While it is to be expected that there will be some lag in terms of global trends impacting institutions in the West seeing the light in Zambia, it remains critically important not to underestimate that these trends though lagging will be a factor to the domestic market.

So what can we do? The starting point in this era as in any, is the leadership. We need to elect members that will provide all of us the confidence that there are individuals advocating and encouraging a digital revolution at the institute. We need to be focused on electing individuals that are asking the right questions, and identifying the questions behind the question, to steer our institutions to build the right action plans.

The short of it is that Accountants are now being inadvertently provided with the opportunity to computerize and automate time-consuming and monotonous work so that we can engage more on value adding efforts that enhance our roles as advisers on finance and business.

That is why our institution must begin to look beyond our current strength to understand the external factors that are impacting on our ability to be a cost alternative institution necessary to provide the basic tools that our competitors are enabling.

Added to this, our members are trending you and are looking for opportunities and as is always the case, they are looking to the institute with questions, asking for the following among others:

  • Less restrictive practice entry points that does not compromise our quality expectation. What can we do?
  • More accommodating fees that don’t impact on members out of employments. What can we do?
  • For the institute to be more engaged with the public sector in the way that we have been with the private sector, what can we do to address them?
  • For tiered non-audit practicing certificate. How can we engage on this?
  • For more opportunity for examinations. We have seen how some global institutions have moved in this aspect. What can we do? In all of these member’s requests, a central theme is that, with the new tools available, it is possible to meet half way on a lot of areas.

My platform as a candidate recognizes all these imperatives and also envisions an institute that embraces e-solutions such as CPD online platforms that delivers solutions to the member’s convenience. The need for student e-engagements that tracks student experiences and gives them a mentor to clutch on that is accessible and e-exam solution that enables more opportunity for students to become members.

My platforms also envisions an emphasis on advanced excel knowledge, data analytics, data modelling and data mining as an imperative for our graduates of tomorrow because the fourth industrial data revolution will not wait on us. Importantly, my platform also envisions a focus on new skills redeployment to our existing members through various online solutions.

It could be argued that this is utopia because of our current economic imperatives and so let me acknowledge the vulnerabilities confronting the Zambian economy, however when you look a little more closely at some of these economic forecasts, what they’re really telling us about the state of the economy is far more ambiguous. There is more for Accountants to harvest and we need to harness the skills now.

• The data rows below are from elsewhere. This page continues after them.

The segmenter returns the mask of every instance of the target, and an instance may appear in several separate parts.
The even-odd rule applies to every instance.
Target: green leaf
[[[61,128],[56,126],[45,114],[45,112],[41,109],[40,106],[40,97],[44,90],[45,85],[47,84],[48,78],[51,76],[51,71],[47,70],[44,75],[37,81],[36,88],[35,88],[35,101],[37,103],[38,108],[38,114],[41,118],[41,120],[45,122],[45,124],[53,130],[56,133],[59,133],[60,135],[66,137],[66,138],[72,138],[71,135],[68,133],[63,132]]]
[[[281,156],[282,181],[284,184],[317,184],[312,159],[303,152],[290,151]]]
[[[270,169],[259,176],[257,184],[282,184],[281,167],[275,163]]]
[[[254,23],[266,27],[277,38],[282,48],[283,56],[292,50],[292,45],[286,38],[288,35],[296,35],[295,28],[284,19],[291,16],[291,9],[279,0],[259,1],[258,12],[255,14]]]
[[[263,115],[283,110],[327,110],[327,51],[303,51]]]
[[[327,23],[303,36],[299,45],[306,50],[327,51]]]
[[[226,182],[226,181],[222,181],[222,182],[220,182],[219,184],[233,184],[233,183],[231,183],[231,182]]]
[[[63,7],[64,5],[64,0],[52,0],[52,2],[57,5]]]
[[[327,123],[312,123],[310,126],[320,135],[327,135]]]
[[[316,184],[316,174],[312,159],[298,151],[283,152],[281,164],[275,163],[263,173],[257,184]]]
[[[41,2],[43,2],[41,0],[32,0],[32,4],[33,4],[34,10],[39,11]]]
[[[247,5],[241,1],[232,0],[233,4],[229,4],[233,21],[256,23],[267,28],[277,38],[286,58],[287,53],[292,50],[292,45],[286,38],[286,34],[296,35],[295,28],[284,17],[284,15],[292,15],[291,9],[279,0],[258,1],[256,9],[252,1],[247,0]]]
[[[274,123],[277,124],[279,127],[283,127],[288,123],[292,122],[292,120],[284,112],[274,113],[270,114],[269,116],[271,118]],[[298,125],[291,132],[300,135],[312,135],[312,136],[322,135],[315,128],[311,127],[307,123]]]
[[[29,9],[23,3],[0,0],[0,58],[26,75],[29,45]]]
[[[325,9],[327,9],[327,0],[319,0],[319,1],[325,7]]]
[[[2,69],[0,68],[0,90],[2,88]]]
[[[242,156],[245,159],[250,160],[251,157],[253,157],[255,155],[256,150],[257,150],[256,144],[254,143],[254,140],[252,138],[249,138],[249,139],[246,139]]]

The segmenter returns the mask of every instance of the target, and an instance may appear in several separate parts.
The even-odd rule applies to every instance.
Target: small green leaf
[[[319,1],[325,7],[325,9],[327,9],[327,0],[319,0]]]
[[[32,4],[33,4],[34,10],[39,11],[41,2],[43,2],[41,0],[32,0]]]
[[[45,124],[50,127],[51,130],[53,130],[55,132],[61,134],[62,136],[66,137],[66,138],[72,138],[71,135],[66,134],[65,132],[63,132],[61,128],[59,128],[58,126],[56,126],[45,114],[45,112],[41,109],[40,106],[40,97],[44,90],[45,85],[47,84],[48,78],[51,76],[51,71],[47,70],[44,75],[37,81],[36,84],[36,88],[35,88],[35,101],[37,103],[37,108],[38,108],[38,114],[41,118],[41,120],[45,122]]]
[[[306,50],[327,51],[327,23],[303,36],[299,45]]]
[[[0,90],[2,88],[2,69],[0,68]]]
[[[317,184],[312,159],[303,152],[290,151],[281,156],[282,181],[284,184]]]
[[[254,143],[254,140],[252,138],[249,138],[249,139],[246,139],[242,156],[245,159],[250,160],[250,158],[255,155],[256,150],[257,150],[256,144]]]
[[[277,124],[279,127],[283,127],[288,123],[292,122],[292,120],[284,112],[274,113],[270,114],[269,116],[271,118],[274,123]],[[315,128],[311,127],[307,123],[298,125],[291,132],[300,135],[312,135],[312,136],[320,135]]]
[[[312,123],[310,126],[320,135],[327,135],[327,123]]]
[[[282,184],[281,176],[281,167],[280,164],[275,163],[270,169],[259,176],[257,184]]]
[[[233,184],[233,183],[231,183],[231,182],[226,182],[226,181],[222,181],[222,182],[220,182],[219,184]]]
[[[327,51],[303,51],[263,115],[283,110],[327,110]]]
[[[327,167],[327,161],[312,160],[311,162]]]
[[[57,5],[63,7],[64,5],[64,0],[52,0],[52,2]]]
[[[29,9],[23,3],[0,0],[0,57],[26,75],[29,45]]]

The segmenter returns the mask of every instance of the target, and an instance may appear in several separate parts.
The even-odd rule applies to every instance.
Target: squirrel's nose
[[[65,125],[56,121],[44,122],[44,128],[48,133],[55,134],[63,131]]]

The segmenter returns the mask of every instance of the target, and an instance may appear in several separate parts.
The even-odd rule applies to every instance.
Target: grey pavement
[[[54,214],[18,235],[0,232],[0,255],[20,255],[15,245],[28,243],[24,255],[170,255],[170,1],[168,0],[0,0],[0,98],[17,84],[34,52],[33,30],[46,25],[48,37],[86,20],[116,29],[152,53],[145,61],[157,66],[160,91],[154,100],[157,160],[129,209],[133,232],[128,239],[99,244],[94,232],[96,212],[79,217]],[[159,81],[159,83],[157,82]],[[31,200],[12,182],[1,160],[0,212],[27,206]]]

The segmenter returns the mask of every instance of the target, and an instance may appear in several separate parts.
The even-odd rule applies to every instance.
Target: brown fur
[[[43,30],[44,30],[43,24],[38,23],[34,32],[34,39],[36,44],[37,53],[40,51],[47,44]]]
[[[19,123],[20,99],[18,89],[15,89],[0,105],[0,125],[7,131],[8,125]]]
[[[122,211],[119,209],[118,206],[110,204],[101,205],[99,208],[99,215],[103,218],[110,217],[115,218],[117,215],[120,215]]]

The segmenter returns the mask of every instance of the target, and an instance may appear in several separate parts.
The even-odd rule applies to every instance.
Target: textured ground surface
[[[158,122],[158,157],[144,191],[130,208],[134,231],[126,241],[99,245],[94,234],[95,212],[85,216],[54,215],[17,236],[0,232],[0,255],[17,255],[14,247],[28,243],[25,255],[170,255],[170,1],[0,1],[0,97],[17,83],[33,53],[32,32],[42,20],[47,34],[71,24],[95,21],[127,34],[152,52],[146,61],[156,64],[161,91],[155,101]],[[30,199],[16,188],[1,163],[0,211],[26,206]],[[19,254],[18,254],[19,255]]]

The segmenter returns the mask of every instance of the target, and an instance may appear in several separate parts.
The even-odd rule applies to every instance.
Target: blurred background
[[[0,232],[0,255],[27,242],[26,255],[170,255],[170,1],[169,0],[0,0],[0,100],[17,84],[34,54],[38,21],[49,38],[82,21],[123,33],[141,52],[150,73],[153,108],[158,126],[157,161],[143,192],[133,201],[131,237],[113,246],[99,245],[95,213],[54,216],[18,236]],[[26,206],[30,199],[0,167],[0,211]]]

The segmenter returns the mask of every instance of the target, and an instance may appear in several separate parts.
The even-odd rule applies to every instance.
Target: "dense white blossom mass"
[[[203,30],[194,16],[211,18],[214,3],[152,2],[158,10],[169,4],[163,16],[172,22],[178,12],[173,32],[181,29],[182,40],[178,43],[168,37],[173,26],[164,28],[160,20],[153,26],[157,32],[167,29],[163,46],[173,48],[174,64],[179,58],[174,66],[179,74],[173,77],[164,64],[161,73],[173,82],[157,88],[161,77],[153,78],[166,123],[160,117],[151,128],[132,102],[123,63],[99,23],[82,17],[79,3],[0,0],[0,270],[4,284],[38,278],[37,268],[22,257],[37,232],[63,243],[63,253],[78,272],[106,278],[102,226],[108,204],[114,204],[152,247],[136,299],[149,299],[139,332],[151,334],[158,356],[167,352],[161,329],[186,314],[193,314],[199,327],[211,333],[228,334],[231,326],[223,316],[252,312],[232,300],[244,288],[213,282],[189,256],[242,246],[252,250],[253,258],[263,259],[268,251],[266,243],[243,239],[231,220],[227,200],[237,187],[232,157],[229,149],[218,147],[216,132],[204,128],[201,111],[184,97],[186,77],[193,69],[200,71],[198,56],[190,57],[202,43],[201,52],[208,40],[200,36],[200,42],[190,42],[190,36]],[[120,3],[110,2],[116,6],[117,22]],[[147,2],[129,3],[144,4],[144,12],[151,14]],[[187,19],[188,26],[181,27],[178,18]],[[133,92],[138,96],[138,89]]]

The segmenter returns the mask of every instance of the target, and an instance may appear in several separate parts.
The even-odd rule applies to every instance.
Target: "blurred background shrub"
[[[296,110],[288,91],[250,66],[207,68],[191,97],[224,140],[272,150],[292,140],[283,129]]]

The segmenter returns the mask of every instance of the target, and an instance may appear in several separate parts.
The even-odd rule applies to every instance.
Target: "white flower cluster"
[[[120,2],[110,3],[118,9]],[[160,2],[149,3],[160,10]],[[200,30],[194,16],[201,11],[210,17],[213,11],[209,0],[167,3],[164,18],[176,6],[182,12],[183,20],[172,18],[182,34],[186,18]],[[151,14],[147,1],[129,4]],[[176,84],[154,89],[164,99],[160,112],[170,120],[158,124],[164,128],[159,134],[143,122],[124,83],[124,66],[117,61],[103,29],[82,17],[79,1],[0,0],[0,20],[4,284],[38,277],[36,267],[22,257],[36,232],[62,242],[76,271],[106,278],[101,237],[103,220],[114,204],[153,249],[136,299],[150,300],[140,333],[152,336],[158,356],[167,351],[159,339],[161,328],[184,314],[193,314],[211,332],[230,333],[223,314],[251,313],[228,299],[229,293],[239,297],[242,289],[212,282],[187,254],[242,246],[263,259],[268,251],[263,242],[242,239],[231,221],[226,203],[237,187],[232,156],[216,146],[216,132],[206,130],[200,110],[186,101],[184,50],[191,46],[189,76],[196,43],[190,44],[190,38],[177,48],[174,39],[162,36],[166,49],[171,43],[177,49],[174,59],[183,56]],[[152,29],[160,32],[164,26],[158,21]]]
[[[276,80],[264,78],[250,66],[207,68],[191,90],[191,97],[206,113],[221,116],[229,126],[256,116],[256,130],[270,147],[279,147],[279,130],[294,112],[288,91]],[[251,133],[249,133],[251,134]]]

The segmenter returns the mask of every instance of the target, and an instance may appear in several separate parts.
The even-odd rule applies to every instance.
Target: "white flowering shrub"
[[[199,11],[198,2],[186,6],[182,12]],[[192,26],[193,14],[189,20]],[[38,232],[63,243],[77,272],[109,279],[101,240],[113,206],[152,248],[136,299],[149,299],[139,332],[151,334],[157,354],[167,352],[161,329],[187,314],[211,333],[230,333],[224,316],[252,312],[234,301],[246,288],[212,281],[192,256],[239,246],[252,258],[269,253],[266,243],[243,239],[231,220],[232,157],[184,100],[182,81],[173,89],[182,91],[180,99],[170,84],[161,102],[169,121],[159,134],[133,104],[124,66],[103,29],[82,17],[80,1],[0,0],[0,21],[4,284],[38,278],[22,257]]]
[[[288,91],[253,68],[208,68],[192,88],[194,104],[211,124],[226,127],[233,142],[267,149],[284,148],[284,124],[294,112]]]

Truly, we have moved on from an era of uncontested election, from the time when we were headquartered in Rhodespark with a few enthusiastic staff, to this time when the Chartered Accountants Worldwide have embraced us. In all these moments, there have been passionate individuals fit for their era that played a significant role and now it is time for another era, a time to reimagine our profession, a time to rethink how we will embrace this age.

We need to imagine everything including new coalitions, new engagements. Our competitors need not be our competitors tomorrow. There is a lot to reimagine and I dare say that those longing to have access to excellence will cause them to seriously confront the need for change.

 

About the Author

Kelvin Chungu is an aspiring candidate for the vice president position of the Zambia Institute of Chartered Accountants.